Seattle Times movie critic
'Grown Ups,' with Adam Sandler, Kevin James, Chris Rock, David Spade, Rob Schneider, Salma Hayek, Maria Bello, Maya Rudolph. Directed by Dennis Dugan, from a screenplay by Sandler and Fred Wolf. 102 minutes. Rated PG-13 for crude material including suggestive references, language and some rear male nudity. Several theaters.
The new Adam Sandler comedy "Grown Ups" is unexpectedly low-key, and feels a bit like watching someone's vacation videos, with some extra granny-flatulence jokes tossed in. (Then again, I haven't seen your vacation videos.) Aimed squarely at the 40-something demographic, it's the story of five former kid-basketball teammates (Sandler, Kevin James, Chris Rock, David Spade and Rob Schneider) who reunite, 30 years later, after the death of their beloved coach. Spending the Fourth of July weekend together at a lake cabin with their families after the funeral, they learn that friendship springs eternal. Among other things.

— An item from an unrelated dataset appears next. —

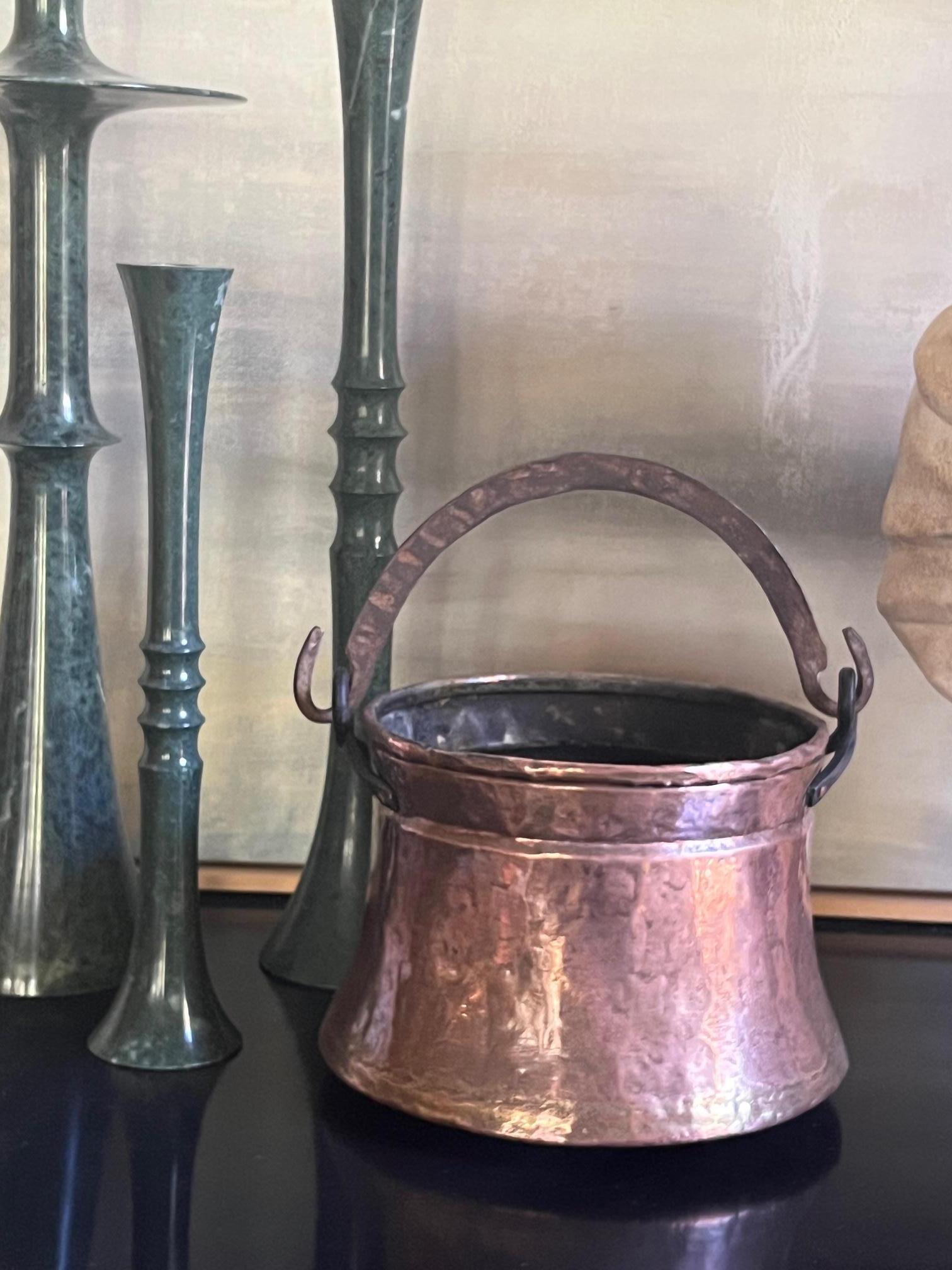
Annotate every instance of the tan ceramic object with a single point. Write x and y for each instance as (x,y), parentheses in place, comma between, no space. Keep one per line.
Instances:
(915,592)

Those expecting tasteless content will find a smattering of it — breast-feeding jokes, sexual-desirability-of-older- women jokes, hot-teenage-daughter jokes — not to mention a healthy dose of pratfalls, including one that you can't imagine James would survive in anything resembling a real world.
But all of this feels beside the point, almost as if it's there out of contractual obligation. (Maybe it is.) Sandler and director Dennis Dugan (who's directed numerous Sandler films) seem more interested in something, well, a bit more grown-up. And as we watch the guys demonstrate their devotion to their wives and children, and their newfound loyalty to each other ... well, it gets pretty dull. Harmless, but dull. Dugan doesn't seem to know what to do with scenes in which people talk to each other — he's more comfortable with slapsticky montages of the gang at a water park — and "Grown Ups" turns out to be an oddly immature film about maturity.
The cast is likable enough to keep things watchable, particularly James and Rock. (Among their wives, Maya Rudolph and her dry wit get some funny moments, but the movie is more interested in the women as sight gags.) And it's nice to see Sandler trying something a little different, even though it seems out of his and Dugan's comfort zone. But still — 102 minutes of vacation videos, even with movie stars and butt jokes in them, feels like too much, even for grown-ups.